Let $x,y\in \mathbb{R}^{n}$, I want to ask how to know whether the following limit exists or not.
$$\lim\limits_{y \to x}\frac{y-x}{||y-x||}$$
I am not sure about my answer because when I see for each component, for example when I have $x,y\in \mathbb{R}^{2}$ with $x=(x_1,y_1)$ and $y=(y_1,y_2)$, the following statement
$$\lim\limits_{(y_1,y_2) \to (x_1,x_2)}\frac{y_1-x_1}{\sqrt{(y_1-x_1)^{2}+(y_2-x_2)^{2}}}$$ simply does not exist.
My initial problem is that I want to prove the necessity condition for 2nd order optimality condition.
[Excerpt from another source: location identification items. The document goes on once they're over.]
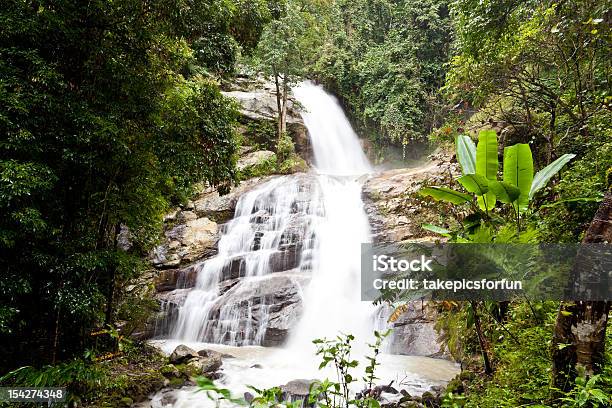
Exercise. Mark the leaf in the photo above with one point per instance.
(486, 154)
(518, 171)
(446, 194)
(466, 154)
(505, 192)
(436, 229)
(486, 164)
(574, 200)
(401, 309)
(474, 183)
(543, 176)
I have followed the steps up until this point:
Let $x$ be a local minimizer point of a $C^2$ function $f:S\to\mathbb{R}$ in a neighborhood $B\subset \mathbb{R}^{n}$ ($S \subset \mathbb{R}$ is the domain of $f$). I want to prove that the Hessian matrix of $f$ denoted by $H$ is semi-positive definite.
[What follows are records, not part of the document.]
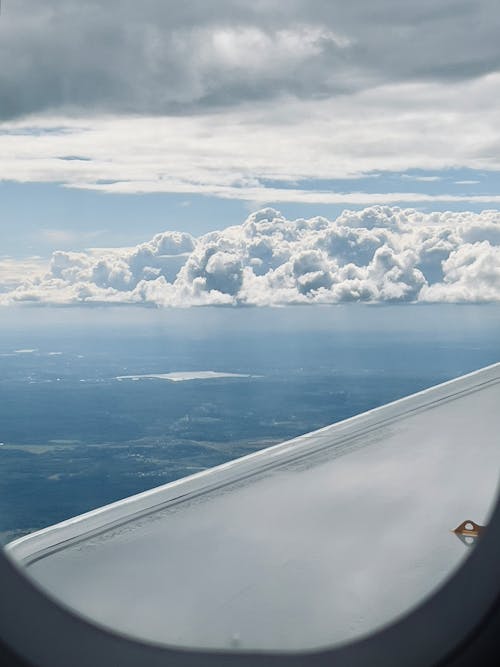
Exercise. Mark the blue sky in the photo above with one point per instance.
(204, 113)
(38, 218)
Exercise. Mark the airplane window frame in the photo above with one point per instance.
(440, 630)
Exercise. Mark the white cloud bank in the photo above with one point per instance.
(379, 254)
By Taylor Expansion and 1st order optimality necessary condition, we have $\forall y \in B$,
$$f(y)-f(x)\geq0$$
$$f(y) = f(x) + \frac{1}{2}(y-x).(H(x)(y-x)) + o(||y-x||^3)$$
$$f(y) - f(x) = \frac{1}{2}(y-x).(H(x)(y-x)) + o(||y-x||^3) \geq 0$$
Now, in the prove that I read, it says that by multiplying both sides of equation by $\frac{2z}{||y-x||^{2}}$ for any arbitrary $z \in \mathbb{R}^{n}$.
But then, I will get the following inequality
$$\frac{2(f(y)-f(x))z}{||y-x||^{2}}= \frac{(y-x).(H(x)(y-x))}{||y-x||^{2}}z+o(||y-x||)z\geq 0_{\mathbb{R}^{n}}$$
Now, if I take the limit $y\to x$, I have the initial problem. How can I show that
$$\lim\limits{y\to x}\frac{(y-x).(H(x)(y-x))}{||y-x||^{2}}z \geq 0_{\mathbb{R}^{n}} \implies z.(H(x)z)\geq 0$$
Of course I know this property : given a matrix $A_{n\times n}$, $\forall z \in \mathbb{R}^{n} Az\geq 0_{\mathbb{R}^{n}}\implies z.(H(x)z)\geq 0$
I appreciate the help!
One way to prove that the Hessian is positive semi-definite at point $x$ is to look at the all feasible directions $d = y-x$. Now write whatever you have for $f(td+x)$ and $f(x)$, for $t\in[0,1]$. If you write it down this way, then you will have $2(f(td+x)-f(x))$ on the left and $t^2 d^T H d$ plus some term which is of order $t^3$ on the right-hand side. The left hand side is non-negative for the any $t\in[0,1]$. And the $O(t^3)$ term cannot dominate $t^2 d^T H d$ when $t\rightarrow 0$. So $d^T H d\geq 0$, if the right-hand side wants to be non-negative too for any small value of $t$. And this has to be true for any feasible direction at d. If $x$ is inside the interior of the feasible set, then this means that $H$ is positive semi-definite (all directions are feasible locally). If not, then the positive semi-definiteness is only valid in the feasible directions.